Date : Friday, July 03, 2009
Time : 2:13 AM

phew. took about 3 hours to calm myself down. ha. got vast improvement ok. was so damn moody because someone ps me and i was so looking forward to it. i'm going to call it off.

so that day she asked, why is it that people are still not used to her working. i thought i'm already used to it but in fact, i'm not! haha. but i'm already trying very hard le what. only called twice with no answer, smsed 3 to 4 times and drop by for awhile only for about past two weeks. furthermore, big or small stuffs that happened for the week i also kept them to myself. let's keep it this way.
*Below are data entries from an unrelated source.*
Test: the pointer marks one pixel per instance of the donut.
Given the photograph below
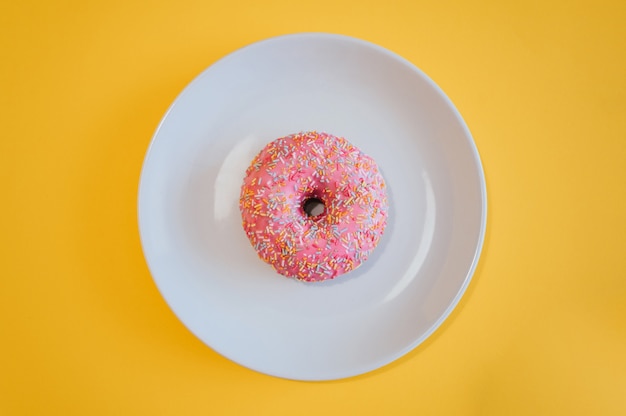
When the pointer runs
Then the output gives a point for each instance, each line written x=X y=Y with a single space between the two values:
x=313 y=206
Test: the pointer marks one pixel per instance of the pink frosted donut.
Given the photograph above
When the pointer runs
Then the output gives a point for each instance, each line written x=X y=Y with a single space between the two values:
x=313 y=206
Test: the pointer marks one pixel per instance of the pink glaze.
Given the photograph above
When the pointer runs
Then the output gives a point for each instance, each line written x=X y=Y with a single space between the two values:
x=293 y=169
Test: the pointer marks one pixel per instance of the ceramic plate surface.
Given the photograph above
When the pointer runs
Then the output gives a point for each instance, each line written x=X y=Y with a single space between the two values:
x=208 y=272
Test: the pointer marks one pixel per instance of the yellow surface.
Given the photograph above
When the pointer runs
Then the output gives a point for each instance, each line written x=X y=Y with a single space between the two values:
x=542 y=328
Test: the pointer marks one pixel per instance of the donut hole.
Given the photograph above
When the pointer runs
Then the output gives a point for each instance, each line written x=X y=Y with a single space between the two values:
x=313 y=207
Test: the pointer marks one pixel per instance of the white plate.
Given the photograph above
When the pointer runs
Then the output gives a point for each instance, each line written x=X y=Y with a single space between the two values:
x=208 y=272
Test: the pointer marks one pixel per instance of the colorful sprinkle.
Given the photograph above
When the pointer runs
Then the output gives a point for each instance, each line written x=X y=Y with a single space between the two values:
x=305 y=165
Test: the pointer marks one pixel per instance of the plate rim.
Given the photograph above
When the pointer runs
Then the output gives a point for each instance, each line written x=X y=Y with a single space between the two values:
x=468 y=137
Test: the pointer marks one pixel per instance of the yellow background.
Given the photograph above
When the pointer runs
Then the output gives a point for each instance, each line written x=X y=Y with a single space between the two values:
x=542 y=328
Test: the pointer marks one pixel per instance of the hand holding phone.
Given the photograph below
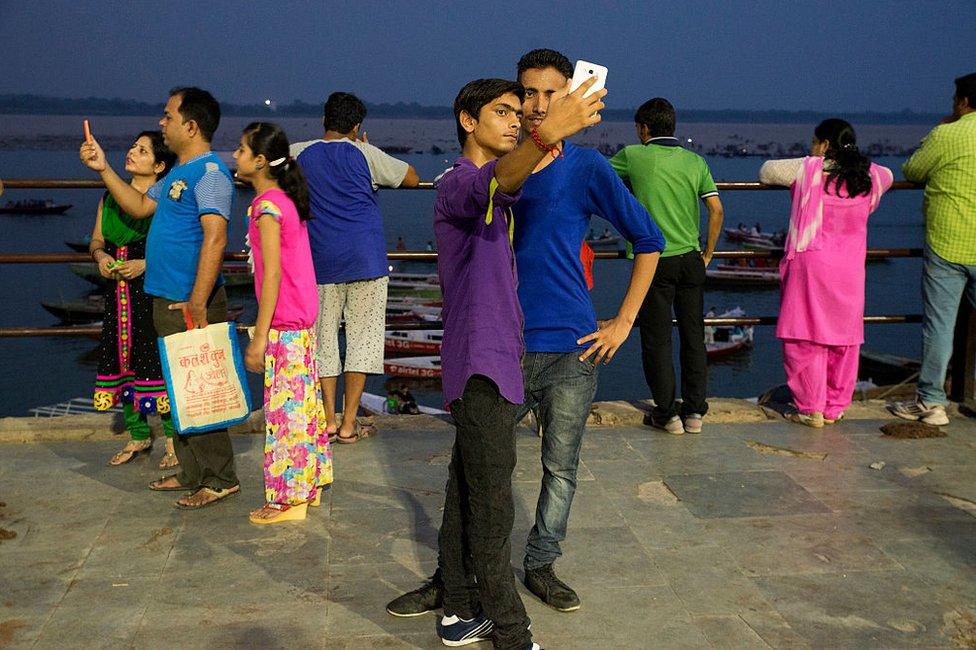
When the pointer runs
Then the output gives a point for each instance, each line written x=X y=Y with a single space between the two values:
x=583 y=71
quite sure she'll disrupt my 'training' when august comes. ha. see how.







work and bf are two things that i pretty dislike. work and bf almost equal to no time for other things. ha. that's why i don't like to go work now and very sians of guys.



totally sian. dun dare to spend my pay now. 'cause i seldom go work. haha. don't feel like that pay belongs to me even though it is just a small amount. feels so.. 'fake'. i'm so scare of spending money not mine now. phobia. rather go starving than spending a cent out of it. even got the phobia of letting my mum pay for my sch fee. maybe over-independent results in it ba. the main thing that has been creating heavoc in me nowadays. FREAK.









great. moody makes me procrastinated my work. it is 230am now. hais. will sleep at 3 plus again. tml continue to be sian and be zombie.